Do you have any advice for anyone seeking to turn their dissertation into a book manuscript?
I’m not sure how well I succeeded in doing this, but writing a book is all about finding your own voice and your own argument. It’s hard to let go of the painstaking work we do in our dissertations to demonstrate due diligence, to show that we’ve consulted and cited and quoted all the other major scholars who’ve written on aspects of our topic. But the best books are the ones in which the author’s voice shines through and takes you on a tour, or tells a story, one that builds on the work of others, but creates a narrative in a voice that is all their own.
I also think there’s a certain skill or wisdom involved in figuring out when a book is done. I struggled a lot to decide what version of done was “good enough.” At some point along the way—particularly if you’re fortunate enough, as I was, to have a tenure-track job and a firm timeline—you have to let it go, with all of its imperfections. I try to tell myself that this book is a starting point for a much larger conversation about how Russian language poetry and photography interact and encounter one another. I hope that other scholars will read the book and that my investigations will spark new and different inquiries into this very engaging topic. It’s been easier to release the project into the world when I think of it this way, as being the beginning of a much larger conversation.

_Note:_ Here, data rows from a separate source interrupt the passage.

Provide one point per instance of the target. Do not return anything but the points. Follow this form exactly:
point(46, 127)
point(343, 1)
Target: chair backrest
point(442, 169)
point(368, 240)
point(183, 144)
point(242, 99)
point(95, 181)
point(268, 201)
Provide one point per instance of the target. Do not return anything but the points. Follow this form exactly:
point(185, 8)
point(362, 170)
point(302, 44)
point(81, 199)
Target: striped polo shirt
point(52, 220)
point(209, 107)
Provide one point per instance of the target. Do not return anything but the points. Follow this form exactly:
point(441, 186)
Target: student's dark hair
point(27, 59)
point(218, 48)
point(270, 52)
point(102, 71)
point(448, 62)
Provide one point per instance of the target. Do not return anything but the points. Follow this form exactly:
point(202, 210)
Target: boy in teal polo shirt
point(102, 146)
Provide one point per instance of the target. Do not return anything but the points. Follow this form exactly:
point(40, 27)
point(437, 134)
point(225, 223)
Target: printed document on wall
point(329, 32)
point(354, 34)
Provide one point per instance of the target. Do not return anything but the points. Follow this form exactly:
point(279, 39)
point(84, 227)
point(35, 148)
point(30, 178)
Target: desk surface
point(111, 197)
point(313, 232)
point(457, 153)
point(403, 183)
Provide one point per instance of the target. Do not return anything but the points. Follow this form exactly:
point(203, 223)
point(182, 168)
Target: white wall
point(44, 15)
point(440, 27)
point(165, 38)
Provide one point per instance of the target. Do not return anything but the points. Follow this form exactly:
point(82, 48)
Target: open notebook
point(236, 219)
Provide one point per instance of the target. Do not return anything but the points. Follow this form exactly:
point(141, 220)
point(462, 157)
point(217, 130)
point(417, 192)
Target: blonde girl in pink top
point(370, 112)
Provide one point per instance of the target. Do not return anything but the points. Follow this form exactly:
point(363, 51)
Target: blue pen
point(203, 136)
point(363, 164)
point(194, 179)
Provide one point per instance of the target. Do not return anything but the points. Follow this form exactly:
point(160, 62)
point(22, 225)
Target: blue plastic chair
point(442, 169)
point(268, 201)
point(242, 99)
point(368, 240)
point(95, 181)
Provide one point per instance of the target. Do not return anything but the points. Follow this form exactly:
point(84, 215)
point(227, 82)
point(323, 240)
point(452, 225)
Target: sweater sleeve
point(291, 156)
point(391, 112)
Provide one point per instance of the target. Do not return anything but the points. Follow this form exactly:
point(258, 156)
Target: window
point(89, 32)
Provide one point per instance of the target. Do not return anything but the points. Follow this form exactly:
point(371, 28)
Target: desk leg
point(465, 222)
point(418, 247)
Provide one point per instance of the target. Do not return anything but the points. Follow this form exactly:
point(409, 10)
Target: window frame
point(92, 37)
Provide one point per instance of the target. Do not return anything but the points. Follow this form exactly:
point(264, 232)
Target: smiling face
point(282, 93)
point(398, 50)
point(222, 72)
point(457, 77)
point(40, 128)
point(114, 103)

I’d also recommend that authors invite as many readers as possible to look at drafts of chapters along the way. Our Wisconsin Slavic alumni network has been a great source of readers for me, and I feel fortunate to be part of such a supportive community. I’ve gotten lots of guidance from people in the field who did their PhD at Wisconsin. I’m eager to pay that forward, so I hope people will reach out with questions about any aspect of the book process.

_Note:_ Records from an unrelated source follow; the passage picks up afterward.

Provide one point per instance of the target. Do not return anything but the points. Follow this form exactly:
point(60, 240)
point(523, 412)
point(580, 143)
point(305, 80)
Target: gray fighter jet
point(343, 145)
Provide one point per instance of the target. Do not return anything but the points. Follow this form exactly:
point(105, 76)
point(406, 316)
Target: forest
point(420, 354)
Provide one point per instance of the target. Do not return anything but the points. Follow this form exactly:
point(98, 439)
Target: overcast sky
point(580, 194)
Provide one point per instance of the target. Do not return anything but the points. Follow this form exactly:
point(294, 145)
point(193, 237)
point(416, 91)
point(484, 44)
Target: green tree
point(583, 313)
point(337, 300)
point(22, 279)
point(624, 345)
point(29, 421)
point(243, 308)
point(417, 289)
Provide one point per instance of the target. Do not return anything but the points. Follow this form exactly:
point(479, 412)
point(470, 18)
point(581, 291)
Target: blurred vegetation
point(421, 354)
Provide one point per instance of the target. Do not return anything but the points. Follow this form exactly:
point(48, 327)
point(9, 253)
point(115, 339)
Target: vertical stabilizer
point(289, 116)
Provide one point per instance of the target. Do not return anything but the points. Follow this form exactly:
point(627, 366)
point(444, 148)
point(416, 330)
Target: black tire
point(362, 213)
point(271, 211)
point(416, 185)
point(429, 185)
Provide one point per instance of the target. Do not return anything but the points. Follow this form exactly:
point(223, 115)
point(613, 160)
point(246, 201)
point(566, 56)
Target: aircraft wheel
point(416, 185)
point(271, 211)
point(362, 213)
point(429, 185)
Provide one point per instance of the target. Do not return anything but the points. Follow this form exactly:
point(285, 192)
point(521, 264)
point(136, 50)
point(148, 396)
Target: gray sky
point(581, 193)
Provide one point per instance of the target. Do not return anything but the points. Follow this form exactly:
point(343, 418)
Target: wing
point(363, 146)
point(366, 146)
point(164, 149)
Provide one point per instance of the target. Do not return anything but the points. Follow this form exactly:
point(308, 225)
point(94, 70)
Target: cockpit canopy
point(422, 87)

What’s next for you in terms of research plans?
I’m doing research now for a new book project: a cultural history of Tarusa, a small town 101km south of Moscow. Tarusa has been a refuge for creative artists and writers since the 19th century, and it remains an important literary and cultural location on the margins even today. There’s a lot of interest, for example, in the writer and cardiologist Maxim Osipov, who lives in Tarusa. Right now, I’m researching a chapter that will look at the scandal surrounding the 1961 publication of the almanac Tarusskie stranitsy, which was published without approval of the Moscow censor. This almanac is especially interesting to me as a Tsvetaeva scholar because it was one of the very first places Marina Tsvetaeva’s poetry was published in the Soviet Union. In addition, there are poems by Noam Korzhavin and Nikolai Zabolotskii that hadn’t been published elsewhere. The almanac is also illustrated with drawings and sketches by famous Russian painters like Borisov-Musatov, Polenov, Serov, and others, so I’m interested in the story of these images as well. In general, I’m trying to understand the place of Tarusskie stranitsy in the larger evolution of Soviet censorship and what impact that particular publication had on the creative lives and legacies of the writers and artists whose work was published therein. This research will eventually fit into a larger story of this small but significant place in Russian literary and cultural history.